Hot rollback: the safety fuse

This is the easiest part to overlook and also the most critical. If a model running on the device causes quality regression or crashes, you need a way to stop the bleeding immediately.

We used three rollback triggers:

  1. Server-initiated rollback: when operations detect an issue, the server sends a rollback command; the client receives the new policy on the next heartbeat and uninstalls the current version
  2. Client-side exception self-check: after N consecutive inference crashes, the client automatically falls back to the previous usable version
  3. Quality metric degradation: post-processing can detect obvious bad outputs, such as an all-black image from a super-resolution model, and automatically roll back
class ModelRollbackManager(
    private val prefs: SharedPreferences,
    private val modelDir: File
) {
    private val crashCounter = AtomicInteger(0)
    private val maxConsecutiveCrashes = 3
    
    fun recordInferenceCrash() {
        val count = crashCounter.incrementAndGet()
        if (count >= maxConsecutiveCrashes) {
            rollbackToPreviousVersion()
        }
    }
    
    fun recordInferenceSuccess() {
        crashCounter.set(0)
    }
    
    private fun rollbackToPreviousVersion() {
        val previousVersion = prefs.getString("prev_model_version", null) ?: return
        val currentVersion = prefs.getString("current_model_version", null)
        
        // Mark the current version as unusable
        prefs.edit()
            .putBoolean("model_version_blocked_$currentVersion", true)
            .apply()
        
        // Switch to the previous version
        prefs.edit()
            .putString("current_model_version", previousVersion)
            .apply()
        
        // Tell the engine to reload
        ModelLoader.reload()
    }
}

This mechanism saved us at least twice in production: once when a new model had precision issues on low-end devices, and once when a patch file on the CDN was accidentally overwritten and synthesis failed. In both cases, rollback was invisible to users.
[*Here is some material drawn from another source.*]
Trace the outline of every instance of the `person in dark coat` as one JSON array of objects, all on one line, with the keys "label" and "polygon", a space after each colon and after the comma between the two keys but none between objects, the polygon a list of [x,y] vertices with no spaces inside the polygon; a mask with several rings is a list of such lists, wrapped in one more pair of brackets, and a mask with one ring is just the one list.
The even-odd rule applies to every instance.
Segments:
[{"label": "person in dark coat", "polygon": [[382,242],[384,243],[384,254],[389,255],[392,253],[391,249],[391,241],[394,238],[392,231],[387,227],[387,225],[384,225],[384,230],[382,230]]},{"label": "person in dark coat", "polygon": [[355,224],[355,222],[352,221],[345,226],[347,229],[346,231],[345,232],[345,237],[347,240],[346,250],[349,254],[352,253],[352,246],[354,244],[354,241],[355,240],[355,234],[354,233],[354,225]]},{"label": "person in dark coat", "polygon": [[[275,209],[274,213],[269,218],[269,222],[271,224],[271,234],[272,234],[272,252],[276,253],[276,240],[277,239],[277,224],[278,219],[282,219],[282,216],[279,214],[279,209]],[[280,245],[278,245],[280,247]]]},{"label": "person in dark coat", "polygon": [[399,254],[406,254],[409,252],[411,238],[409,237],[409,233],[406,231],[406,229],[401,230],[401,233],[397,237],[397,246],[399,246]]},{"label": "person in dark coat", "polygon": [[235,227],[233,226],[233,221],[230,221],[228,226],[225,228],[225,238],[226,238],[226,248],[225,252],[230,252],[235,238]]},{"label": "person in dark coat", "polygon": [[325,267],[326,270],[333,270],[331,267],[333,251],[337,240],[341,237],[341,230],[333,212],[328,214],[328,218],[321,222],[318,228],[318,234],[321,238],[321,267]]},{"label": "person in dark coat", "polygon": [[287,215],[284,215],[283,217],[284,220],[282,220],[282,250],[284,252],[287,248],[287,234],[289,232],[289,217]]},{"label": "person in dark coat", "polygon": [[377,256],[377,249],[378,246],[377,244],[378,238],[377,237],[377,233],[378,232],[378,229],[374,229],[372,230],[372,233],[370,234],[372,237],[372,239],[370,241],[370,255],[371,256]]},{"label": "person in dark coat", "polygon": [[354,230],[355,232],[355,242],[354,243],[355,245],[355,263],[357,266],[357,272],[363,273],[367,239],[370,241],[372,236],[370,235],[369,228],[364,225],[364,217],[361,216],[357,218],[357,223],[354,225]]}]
On-device download scheduling and timing

Model downloads should not compete with the user’s network or battery. Our scheduling policy was intentionally conservative:

  • By default, download only when Wi-Fi + charging + screen off are all true
  • When experiment users urgently need a new model, allow a manual download with a dialog that explains mobile data usage
  • Prefer incremental updates, but if the patch exceeds 50% of the base file size, use a full download because synthesis time may cost more than downloading
class ModelDownloadScheduler(context: Context) {
    
    fun shouldDownloadNow(modelVersion: ModelVersion): DownloadDecision {
        if (!isWifiConnected()) return DownloadDecision.Defer("no_wifi")
        if (!isCharging()) return DownloadDecision.Defer("not_charging")
        if (isScreenOn()) return DownloadDecision.Defer("screen_on")
        
        val localVersion = getLocalVersion(modelVersion.modelLine)
        if (localVersion != null && modelVersion.hasDiffFrom(localVersion)) {
            val diffSize = modelVersion.diffSize
            val fullSize = modelVersion.fileSize
            return if (diffSize < fullSize * 0.5) {
                DownloadDecision.Diff(modelVersion.diffUrl, modelVersion.checksum)
            } else {
                DownloadDecision.Full(modelVersion.fullUrl, modelVersion.checksum)
            }
        }
        
        return DownloadDecision.Full(modelVersion.fullUrl, modelVersion.checksum)
    }
}

After this system shipped, model iteration changed from “release with the app, at least one week” to “change a server policy, effective within minutes.” A new model can go to 1% experiment traffic first, run for a day, then roll out fully if metrics look good. If something goes wrong, rollback is always available. App releases and model iterations are fully decoupled.

Engineering on-device AI at scale comes down to two things: push the large-file problem into the distribution system, and push the stability problem into version management. The first saves bandwidth. The second keeps the product alive.